Personal information
- Born:: August 1, 1966 (age 59) Sarasota, Florida, U.S.
- Height:: 6 ft 4 in (1.93 m)
- Weight:: 268 lb (122 kg)

Career information
- High school:: Riverview (Sarasota)
- College:: Florida State
- NFL draft:: 1988: 2nd round, 32nd pick

Career history

As a player:
- Detroit Lions (1988); Los Angeles Rams (1989–1993); Houston Oilers (1994); St. Louis Rams (1995); Arizona Cardinals (1996–1997);

As a coach:
- St. Louis Rams (OA, 2004–2005); Detroit Lions (TE, 2006);

Career highlights and awards
- Second-team All-American (1987); First Team All-South Independent (1986);

Career NFL statistics
- Receptions:: 107
- Receiving yards:: 1,117
- Touchdowns:: 9
- Stats at Pro Football Reference

= Pat Carter =

American football player and coach (born 1966)

Pat Carter (born August 1, 1966) is an American former professional football player who was a tight end in the National Football League (NFL) from 1988 to 1998. He played college football for the Florida State Seminoles before playing in the NFL for the Detroit Lions, Los Angeles / St. Louis Rams, Houston Oilers, and Arizona Cardinals.

Pat Carter entered his third NFL season with Head Coach Rod Marinelli's coaching staff. He returned to Detroit as the Lions’ tight ends coach in 2006 after originally being drafted as a tight end out of Florida State by the Lions in the second round (32nd overall) of the 1988 NFL draft.

Before joining the Lions staff, Carter served as an offensive assistant in St. Louis for the 2005 season after working as a coaching intern for the Rams in 2004.

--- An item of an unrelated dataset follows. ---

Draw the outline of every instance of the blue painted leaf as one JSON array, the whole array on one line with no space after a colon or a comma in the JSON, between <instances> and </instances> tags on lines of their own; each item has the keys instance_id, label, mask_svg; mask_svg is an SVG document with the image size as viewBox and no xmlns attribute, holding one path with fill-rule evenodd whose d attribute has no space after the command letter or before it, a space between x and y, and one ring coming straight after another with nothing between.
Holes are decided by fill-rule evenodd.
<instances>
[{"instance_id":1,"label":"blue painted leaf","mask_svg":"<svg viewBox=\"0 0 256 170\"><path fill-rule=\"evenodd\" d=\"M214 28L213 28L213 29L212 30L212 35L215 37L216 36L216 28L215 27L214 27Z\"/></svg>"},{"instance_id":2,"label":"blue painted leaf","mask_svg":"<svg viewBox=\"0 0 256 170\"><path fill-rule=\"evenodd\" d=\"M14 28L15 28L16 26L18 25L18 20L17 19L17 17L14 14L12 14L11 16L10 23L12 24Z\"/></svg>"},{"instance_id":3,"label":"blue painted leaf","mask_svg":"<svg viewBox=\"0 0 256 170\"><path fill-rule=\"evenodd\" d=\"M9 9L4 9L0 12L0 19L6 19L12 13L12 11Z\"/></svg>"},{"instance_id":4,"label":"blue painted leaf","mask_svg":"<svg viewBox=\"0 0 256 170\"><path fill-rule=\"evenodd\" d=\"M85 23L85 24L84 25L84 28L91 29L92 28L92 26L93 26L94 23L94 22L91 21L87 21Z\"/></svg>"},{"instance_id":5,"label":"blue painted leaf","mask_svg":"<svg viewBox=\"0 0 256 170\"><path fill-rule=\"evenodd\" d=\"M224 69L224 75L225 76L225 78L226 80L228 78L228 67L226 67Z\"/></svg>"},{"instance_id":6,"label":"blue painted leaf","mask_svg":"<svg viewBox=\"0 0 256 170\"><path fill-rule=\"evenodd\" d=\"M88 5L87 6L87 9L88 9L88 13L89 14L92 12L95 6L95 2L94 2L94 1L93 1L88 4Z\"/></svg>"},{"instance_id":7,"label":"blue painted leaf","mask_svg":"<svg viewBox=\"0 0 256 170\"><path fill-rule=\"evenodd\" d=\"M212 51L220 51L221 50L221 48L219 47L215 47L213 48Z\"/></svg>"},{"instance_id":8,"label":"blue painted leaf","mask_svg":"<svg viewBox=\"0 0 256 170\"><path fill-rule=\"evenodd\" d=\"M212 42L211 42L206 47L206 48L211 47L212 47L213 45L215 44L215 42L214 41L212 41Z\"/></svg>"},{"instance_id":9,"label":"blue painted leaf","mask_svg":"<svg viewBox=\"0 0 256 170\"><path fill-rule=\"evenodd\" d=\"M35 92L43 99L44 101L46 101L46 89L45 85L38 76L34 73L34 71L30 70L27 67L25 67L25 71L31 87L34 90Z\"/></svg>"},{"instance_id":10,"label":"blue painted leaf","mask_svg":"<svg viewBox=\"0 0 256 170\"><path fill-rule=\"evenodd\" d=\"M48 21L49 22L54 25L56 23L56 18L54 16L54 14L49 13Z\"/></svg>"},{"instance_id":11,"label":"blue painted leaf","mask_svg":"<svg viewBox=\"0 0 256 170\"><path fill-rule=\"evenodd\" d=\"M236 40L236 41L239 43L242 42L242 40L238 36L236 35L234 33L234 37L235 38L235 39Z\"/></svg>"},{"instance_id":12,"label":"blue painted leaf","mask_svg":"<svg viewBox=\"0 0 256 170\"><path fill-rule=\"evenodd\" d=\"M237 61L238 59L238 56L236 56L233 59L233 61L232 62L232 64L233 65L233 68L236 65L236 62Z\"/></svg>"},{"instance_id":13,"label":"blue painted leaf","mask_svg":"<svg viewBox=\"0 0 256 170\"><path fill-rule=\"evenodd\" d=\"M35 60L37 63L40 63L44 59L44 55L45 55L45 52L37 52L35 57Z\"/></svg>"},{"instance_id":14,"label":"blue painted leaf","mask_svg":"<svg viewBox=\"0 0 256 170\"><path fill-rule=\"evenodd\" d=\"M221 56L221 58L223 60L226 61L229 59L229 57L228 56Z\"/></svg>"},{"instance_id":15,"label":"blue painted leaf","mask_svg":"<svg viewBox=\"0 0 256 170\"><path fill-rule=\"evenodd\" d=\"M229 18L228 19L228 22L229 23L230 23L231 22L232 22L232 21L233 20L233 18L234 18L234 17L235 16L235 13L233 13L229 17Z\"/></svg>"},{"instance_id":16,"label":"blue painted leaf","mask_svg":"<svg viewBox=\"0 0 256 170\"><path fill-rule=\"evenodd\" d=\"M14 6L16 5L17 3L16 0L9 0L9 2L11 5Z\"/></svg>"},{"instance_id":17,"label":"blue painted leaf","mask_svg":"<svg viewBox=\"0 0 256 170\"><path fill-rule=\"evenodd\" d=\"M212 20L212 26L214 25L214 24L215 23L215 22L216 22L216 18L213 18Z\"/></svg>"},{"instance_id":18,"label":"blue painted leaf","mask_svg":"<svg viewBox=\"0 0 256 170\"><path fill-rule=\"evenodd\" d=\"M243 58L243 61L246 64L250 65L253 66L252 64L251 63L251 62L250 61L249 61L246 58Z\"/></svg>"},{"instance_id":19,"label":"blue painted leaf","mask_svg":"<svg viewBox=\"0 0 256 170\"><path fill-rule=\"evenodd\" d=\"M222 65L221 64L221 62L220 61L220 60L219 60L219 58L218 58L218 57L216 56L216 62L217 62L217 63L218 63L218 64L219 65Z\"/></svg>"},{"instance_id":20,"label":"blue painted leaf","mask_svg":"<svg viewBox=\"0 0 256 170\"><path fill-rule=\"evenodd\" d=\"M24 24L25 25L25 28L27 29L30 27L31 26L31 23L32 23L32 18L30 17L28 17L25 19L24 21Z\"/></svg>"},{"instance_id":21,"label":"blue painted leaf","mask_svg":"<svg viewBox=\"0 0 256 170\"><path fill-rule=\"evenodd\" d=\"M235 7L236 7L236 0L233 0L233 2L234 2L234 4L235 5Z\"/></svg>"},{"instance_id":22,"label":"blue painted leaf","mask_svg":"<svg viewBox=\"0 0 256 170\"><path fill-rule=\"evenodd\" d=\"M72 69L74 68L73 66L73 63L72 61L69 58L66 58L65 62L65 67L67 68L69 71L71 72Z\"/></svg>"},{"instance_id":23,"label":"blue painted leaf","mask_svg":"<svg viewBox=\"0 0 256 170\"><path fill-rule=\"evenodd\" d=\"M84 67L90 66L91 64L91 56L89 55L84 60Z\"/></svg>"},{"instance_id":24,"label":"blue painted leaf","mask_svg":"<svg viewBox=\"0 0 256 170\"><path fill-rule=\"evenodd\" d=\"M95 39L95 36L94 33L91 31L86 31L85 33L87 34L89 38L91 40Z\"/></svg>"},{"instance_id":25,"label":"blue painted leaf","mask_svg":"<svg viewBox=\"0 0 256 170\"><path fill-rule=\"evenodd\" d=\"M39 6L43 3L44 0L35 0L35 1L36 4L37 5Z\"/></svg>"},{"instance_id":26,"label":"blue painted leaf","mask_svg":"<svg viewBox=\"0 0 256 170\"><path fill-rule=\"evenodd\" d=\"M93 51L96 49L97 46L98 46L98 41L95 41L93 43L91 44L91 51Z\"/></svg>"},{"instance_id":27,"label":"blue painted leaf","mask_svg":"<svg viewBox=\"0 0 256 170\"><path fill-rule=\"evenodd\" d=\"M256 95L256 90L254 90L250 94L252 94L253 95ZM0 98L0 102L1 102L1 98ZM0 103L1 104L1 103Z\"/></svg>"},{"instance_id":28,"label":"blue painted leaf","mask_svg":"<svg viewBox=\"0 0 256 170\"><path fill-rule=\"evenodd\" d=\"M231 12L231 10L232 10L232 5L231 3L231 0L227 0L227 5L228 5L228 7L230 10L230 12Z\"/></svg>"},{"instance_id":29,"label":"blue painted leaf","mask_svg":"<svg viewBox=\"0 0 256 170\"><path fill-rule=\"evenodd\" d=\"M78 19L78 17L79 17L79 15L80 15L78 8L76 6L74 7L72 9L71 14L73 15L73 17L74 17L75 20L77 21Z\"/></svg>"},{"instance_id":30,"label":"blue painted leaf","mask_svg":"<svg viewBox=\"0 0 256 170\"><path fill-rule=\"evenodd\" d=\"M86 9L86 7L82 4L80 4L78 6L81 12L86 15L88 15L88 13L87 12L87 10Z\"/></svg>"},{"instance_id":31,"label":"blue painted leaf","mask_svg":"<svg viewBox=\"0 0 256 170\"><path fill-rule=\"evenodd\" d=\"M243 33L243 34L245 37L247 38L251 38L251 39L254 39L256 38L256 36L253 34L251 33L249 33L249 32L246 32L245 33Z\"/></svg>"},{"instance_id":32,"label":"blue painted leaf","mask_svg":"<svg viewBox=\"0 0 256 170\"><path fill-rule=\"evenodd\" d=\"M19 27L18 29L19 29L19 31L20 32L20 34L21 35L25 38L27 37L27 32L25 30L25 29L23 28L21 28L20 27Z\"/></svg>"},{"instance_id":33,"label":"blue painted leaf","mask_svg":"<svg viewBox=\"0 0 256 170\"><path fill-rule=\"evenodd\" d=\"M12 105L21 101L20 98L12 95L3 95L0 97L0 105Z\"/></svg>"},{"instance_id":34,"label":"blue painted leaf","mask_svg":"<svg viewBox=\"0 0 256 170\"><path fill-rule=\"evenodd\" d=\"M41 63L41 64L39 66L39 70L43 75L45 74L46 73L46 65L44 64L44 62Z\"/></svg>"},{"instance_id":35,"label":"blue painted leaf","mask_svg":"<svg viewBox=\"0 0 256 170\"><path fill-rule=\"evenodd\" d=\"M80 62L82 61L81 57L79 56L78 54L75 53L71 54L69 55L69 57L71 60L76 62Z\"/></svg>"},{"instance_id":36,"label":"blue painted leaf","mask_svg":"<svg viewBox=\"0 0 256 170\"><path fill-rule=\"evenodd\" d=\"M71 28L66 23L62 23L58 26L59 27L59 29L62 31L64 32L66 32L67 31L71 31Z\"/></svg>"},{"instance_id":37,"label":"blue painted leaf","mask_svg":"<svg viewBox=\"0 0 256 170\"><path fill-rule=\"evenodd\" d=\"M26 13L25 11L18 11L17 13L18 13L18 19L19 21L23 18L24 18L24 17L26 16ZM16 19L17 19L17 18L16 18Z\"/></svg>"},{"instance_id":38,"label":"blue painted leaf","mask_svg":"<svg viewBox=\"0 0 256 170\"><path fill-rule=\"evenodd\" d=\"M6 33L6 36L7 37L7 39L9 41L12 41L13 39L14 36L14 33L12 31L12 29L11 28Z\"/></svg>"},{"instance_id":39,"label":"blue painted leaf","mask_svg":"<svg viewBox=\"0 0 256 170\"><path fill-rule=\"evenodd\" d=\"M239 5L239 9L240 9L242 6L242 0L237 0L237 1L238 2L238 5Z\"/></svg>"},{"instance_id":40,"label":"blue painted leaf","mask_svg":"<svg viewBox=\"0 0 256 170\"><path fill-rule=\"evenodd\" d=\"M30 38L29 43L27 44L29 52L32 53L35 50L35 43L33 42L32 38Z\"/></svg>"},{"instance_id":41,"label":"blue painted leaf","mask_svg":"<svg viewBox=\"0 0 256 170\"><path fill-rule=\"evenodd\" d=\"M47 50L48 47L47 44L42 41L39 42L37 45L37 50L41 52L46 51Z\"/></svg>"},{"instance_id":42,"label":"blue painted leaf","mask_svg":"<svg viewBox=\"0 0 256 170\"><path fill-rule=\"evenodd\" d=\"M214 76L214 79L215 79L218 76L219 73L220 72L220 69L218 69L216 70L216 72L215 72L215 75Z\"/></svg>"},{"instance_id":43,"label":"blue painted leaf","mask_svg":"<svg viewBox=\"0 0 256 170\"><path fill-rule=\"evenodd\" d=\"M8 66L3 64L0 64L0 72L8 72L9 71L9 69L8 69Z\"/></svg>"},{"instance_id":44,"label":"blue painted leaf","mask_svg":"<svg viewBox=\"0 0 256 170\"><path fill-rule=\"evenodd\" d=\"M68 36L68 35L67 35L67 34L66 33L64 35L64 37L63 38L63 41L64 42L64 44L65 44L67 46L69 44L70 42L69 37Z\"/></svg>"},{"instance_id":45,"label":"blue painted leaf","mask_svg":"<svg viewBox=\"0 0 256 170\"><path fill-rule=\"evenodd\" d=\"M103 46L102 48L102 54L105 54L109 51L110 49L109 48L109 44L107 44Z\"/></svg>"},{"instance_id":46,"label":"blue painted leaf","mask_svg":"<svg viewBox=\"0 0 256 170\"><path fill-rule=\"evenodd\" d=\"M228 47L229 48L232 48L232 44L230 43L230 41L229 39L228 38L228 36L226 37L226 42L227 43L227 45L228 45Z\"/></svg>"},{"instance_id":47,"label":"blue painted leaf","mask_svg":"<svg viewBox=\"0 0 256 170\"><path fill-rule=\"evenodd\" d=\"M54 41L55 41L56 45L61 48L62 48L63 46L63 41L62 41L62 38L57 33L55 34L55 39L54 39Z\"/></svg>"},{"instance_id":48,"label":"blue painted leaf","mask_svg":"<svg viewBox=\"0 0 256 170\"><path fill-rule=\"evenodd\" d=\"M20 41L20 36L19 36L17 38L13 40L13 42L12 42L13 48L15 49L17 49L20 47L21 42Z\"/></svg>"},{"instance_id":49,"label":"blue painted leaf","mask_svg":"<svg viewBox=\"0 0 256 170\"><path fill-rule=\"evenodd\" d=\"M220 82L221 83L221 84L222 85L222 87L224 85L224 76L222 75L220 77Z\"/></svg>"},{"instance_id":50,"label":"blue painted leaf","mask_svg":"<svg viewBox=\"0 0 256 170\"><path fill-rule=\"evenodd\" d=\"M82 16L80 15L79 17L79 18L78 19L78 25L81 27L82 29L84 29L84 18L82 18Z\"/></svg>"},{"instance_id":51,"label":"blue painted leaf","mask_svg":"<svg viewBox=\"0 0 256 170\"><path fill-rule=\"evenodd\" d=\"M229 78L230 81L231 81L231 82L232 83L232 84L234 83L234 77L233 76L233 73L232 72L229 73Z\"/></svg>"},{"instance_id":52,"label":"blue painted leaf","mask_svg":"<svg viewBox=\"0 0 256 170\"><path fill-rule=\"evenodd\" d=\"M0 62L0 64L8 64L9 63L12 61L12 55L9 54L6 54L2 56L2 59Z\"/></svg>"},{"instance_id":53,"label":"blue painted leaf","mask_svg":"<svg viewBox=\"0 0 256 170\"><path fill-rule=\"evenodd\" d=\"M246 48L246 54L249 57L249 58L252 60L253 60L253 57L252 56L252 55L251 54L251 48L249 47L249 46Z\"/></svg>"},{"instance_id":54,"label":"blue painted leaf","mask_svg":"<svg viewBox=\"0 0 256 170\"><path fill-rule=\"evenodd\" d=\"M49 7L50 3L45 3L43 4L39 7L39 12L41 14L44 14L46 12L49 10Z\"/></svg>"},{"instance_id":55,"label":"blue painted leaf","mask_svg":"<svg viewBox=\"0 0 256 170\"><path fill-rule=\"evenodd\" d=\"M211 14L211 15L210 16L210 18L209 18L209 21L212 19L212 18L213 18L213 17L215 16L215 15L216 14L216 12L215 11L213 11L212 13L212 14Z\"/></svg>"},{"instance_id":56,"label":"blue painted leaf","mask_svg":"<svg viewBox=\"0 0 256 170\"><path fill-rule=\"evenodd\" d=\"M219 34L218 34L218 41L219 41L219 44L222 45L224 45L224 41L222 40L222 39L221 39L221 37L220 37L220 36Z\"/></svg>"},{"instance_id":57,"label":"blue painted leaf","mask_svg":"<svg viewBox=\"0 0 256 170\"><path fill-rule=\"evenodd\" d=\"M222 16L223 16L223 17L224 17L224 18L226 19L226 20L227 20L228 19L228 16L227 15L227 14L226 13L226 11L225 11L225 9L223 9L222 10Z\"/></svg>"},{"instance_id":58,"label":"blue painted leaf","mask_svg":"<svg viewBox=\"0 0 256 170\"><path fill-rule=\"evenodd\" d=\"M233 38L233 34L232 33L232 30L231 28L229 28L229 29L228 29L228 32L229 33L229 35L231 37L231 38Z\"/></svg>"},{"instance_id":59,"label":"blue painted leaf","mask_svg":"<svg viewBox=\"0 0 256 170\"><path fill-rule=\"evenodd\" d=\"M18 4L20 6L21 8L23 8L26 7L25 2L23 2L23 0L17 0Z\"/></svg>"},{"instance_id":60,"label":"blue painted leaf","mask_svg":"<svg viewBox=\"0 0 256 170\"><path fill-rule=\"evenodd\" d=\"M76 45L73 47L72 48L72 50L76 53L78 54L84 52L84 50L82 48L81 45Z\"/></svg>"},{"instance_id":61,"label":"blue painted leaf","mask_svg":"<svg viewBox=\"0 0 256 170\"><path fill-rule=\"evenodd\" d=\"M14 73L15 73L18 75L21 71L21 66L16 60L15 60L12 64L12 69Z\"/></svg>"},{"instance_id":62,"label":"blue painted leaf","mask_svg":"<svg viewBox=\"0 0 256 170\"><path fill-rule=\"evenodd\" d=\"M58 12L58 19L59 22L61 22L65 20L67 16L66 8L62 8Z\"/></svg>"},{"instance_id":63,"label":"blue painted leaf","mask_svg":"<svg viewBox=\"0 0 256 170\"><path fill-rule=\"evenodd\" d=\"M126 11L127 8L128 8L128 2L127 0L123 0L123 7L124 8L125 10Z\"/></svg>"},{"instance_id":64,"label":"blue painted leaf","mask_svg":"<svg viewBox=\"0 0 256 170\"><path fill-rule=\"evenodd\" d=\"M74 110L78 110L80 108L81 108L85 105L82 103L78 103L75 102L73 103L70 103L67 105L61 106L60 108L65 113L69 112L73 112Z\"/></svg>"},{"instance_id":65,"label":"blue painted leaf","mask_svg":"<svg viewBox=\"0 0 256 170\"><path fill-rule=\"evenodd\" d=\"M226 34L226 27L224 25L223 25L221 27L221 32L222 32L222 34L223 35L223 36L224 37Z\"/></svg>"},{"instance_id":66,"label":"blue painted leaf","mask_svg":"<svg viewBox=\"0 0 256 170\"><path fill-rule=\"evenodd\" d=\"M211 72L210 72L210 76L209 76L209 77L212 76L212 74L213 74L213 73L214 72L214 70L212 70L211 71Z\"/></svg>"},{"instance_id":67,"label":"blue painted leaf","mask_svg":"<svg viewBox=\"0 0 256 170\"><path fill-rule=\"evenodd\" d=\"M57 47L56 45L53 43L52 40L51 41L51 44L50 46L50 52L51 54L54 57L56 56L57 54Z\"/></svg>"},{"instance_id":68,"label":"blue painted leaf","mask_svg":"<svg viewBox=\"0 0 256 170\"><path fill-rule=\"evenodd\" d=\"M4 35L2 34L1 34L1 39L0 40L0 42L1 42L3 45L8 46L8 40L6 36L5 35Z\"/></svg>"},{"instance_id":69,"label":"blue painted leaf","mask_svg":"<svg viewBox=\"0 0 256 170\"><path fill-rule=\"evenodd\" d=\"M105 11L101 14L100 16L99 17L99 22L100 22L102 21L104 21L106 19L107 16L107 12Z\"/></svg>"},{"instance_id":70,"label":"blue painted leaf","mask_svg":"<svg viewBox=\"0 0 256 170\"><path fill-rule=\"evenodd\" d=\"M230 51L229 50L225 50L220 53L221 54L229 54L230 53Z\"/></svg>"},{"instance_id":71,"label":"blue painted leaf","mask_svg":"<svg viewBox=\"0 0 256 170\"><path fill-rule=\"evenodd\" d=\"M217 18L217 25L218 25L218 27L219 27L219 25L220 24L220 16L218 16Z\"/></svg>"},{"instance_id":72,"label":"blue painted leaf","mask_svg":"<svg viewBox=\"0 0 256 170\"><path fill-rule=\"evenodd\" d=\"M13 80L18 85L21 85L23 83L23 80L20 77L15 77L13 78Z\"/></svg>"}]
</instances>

After playing his rookie season with the Lions (1988), Carter moved on to spend the bulk of his pro career with the Rams (1989–93, 1995) after he was traded by the Lions to the Rams in August 1989 for a fourth-round pick in the 1990 draft. He also played one season with the Houston Oilers (1994) and finished his 10-year career with Arizona (1996–97). Carter, who earned first-team All-America honors by The Sporting News as a senior at Florida State, played in 154 NFL games and had 107 career receptions for 1,117 yards and nine touchdowns. His best pro season was in 1996 when he registered 26 receptions for 329 yards and a touchdown with the Cardinals.